MNIST is a famous dataset of images of handwritten digits. We use it as toy example. And the good thing is: Pytorch has this dataset available via torchvision!

In [5]:
transform = transforms.Compose(
    [transforms.ToTensor()]
    )

batch_size = 128

mnist_train = torchvision.datasets.MNIST('/data/mnist', download=True, train=True, transform = transform)

mnist_test = torchvision.datasets.MNIST('/data/mnist', download=True, train=False, transform = transform)


OSError: [Errno 30] Read-only file system: '/data'

In [None]:
print('Training set input size:', mnist_train.data.shape)
print('Training set output size:', mnist_train.targets.shape)
print('Testing set input size:', mnist_test.data.shape)
print('Testing set output size:', mnist_test.targets.shape)

*Exercise:* 
 - *What do you think these numbers mean?* 
 - *How many images does each set contain?* 
 - *How large are these images (in pixels)?*

We are going to split the train set into a smaller training set and a validation set. The validation set will be used during training to see intermediate performance. Also, we can change the model architecture or hyperparameters and check back with the validation performance what worked best. In this way the test set will be left untouched during the training and development process and will be a real final test to see how our model works.

In [None]:
#from sklearn.model_selection import train_test_split
#x_train, x_val, y_train, y_val = train_test_split(x_train, y_train, test_size=1/6, random_state=44, shuffle=True)

train_set, val_set = torch.utils.data.random_split(mnist_train, [50000,10000])

In [None]:
print('Training set input length:', len(train_set))
print('Training set output length:', len(train_set))
print('Validation set input length:', len(val_set))
print('Validation set output length:', len(val_set))
print('Testing set input length:', len(mnist_test.data))
print('Testing set output length:', len(mnist_test.targets))

*Exercise:*

- *The following snippet of code prints the `i`th image in the train set.
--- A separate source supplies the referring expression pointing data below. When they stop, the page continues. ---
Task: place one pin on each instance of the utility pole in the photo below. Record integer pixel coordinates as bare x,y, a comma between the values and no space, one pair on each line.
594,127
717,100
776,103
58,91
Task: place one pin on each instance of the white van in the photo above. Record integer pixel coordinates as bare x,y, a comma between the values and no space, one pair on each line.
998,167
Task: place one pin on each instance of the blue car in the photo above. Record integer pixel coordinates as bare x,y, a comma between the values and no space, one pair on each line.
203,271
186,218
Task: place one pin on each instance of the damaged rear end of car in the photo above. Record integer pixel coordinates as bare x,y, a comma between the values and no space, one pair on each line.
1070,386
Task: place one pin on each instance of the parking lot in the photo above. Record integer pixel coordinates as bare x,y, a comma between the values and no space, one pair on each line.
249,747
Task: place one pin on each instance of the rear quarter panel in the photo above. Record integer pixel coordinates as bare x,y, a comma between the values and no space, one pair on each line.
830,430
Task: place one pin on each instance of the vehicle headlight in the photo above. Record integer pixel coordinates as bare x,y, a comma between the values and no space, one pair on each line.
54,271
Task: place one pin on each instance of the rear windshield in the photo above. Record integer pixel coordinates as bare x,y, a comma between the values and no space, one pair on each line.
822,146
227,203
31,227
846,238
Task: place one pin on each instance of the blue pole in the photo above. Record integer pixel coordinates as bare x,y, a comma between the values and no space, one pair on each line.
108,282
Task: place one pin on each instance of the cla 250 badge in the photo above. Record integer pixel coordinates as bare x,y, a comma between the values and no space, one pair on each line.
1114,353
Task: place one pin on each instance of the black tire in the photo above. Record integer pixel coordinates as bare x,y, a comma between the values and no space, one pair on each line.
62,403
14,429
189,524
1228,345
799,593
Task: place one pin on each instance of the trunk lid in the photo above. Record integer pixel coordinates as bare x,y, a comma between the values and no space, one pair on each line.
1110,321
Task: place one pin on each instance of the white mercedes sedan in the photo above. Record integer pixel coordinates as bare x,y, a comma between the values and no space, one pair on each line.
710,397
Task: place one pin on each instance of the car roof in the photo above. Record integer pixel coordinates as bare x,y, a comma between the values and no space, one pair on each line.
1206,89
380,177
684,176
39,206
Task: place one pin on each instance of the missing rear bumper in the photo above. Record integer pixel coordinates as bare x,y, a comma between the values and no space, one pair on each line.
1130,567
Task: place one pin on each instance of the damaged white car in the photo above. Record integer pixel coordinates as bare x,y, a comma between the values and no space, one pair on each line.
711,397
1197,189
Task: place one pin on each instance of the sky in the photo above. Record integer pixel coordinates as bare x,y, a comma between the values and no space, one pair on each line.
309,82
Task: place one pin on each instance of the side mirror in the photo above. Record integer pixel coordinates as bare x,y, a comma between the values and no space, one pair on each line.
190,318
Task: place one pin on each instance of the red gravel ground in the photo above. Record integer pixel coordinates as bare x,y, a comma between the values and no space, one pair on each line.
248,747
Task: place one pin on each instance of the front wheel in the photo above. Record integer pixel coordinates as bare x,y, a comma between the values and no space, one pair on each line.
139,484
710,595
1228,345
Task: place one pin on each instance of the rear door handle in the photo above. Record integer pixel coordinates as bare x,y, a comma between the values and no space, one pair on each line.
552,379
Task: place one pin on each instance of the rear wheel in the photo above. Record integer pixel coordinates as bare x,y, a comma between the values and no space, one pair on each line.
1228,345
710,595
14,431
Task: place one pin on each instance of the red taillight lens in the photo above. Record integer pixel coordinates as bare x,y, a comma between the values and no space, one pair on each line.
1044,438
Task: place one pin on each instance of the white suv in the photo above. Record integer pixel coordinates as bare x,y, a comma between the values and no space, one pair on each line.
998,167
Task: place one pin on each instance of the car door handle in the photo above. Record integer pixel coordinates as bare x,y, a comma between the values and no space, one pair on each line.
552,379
Change the value of index `i` below (between 0 and the size of the train set) to see different samples.*

In [None]:
i=5
plt.figure()
plt.imshow(train_set[i][0][0])
plt.title('label: {}'.format(train_set[i][1]));

## **Preparing the data**

An image dataset that can be fed to a neural network usually has 4 dimensions.
- The number of images
- The number of color channels
  - When using color images there are three channels for red, green and blue (RGB).
  - When using black and white there is only 1 channel.
- The number of pixel rows
- The number of pixel columns



*Exercise:*
- *What should the dimensions of the train set be?*

Pytorch has very useful DataLoaders that can be used to feed data to the network when training, validating and testing. As we will see later you can loop over these DataLoader objects to feed the images and labels to your model during train, validation and testing. When creating these DataLoaders we already define the size of the batches that we feed into the model. A batch contains multiple images (e.g. 128) that are fed to the model at the same time. This helps us making more accurate updates to the weights of the model.

In [None]:
# Create DataLoaders

from torch.utils.data import DataLoader

batch_size = 128

trainloader = DataLoader(train_set, batch_size=batch_size,
                                          shuffle=True, num_workers=2)

valloader = DataLoader(val_set, batch_size=batch_size,
                                          shuffle=False, num_workers=2)

testloader = DataLoader(mnist_test, batch_size=batch_size,
                                         shuffle=False, num_workers=2)


## **Building a convolutional neural network**

Now that the data is ready, let's build a convolutional neural network (CNN)! In Pytorch, neural networks are class objects. In the '__init__' function you define all the layers that your network will have. In the 'forward' function the different calculations that happen when you feed an image in the network are defined. 

In the network below we use 2D convolution layers (Conv2d), max pooling layers (MaxPool2d) and linear or dense layers (Linear). Generally, every layer also has an activation function associatied with it. Here we use the Rectified Linear Unit (relu).

In [None]:
import torch.nn as nn
import torch.nn.functional as F
from torchsummary import summary

# Define model
class Net(nn.Module):
    def __init__(self):
        super().__init__()
        self.conv1 = nn.Conv2d(1, 6, 5)
        self.pool = nn.MaxPool2d(2, 2)
        self.conv2 = nn.Conv2d(6, 16, 5)
        self.fc1 = nn.Linear(256, 120)
        self.fc2 = nn.Linear(120, 84)
        self.fc3 = nn.Linear(84, 10)

    def forward(self, x):
        x = self.pool(F.relu(self.conv1(x)))
        x = self.pool(F.relu(self.conv2(x)))
        x = torch.flatten(x, 1) # flatten all dimensions except batch
        x = F.relu(self.fc1(x))
        x = F.relu(self.fc2(x))
        x = self.fc3(x)
        return x


*Exercise:*

- Check out the above neural network. Do you understand the steps that happen in the 'forward' function?
- Why is torch.flatten() needed, do you think?

Now, we can compile our network which makes it ready for training. While doing so, we state what loss metric and optimizer we want to use during training.
- The optimizer is the algorithm we use to train the neural network. It determines what weigths have to be increased and decreased. We use stochastic gradient descent (SGD) as optimization algorithm.   
- The loss is the metric that the optimizer uses to determine the performance of the model (we use categorical cross-entropy). The larger the loss, the worse the performance. Zero indicates perfect performance.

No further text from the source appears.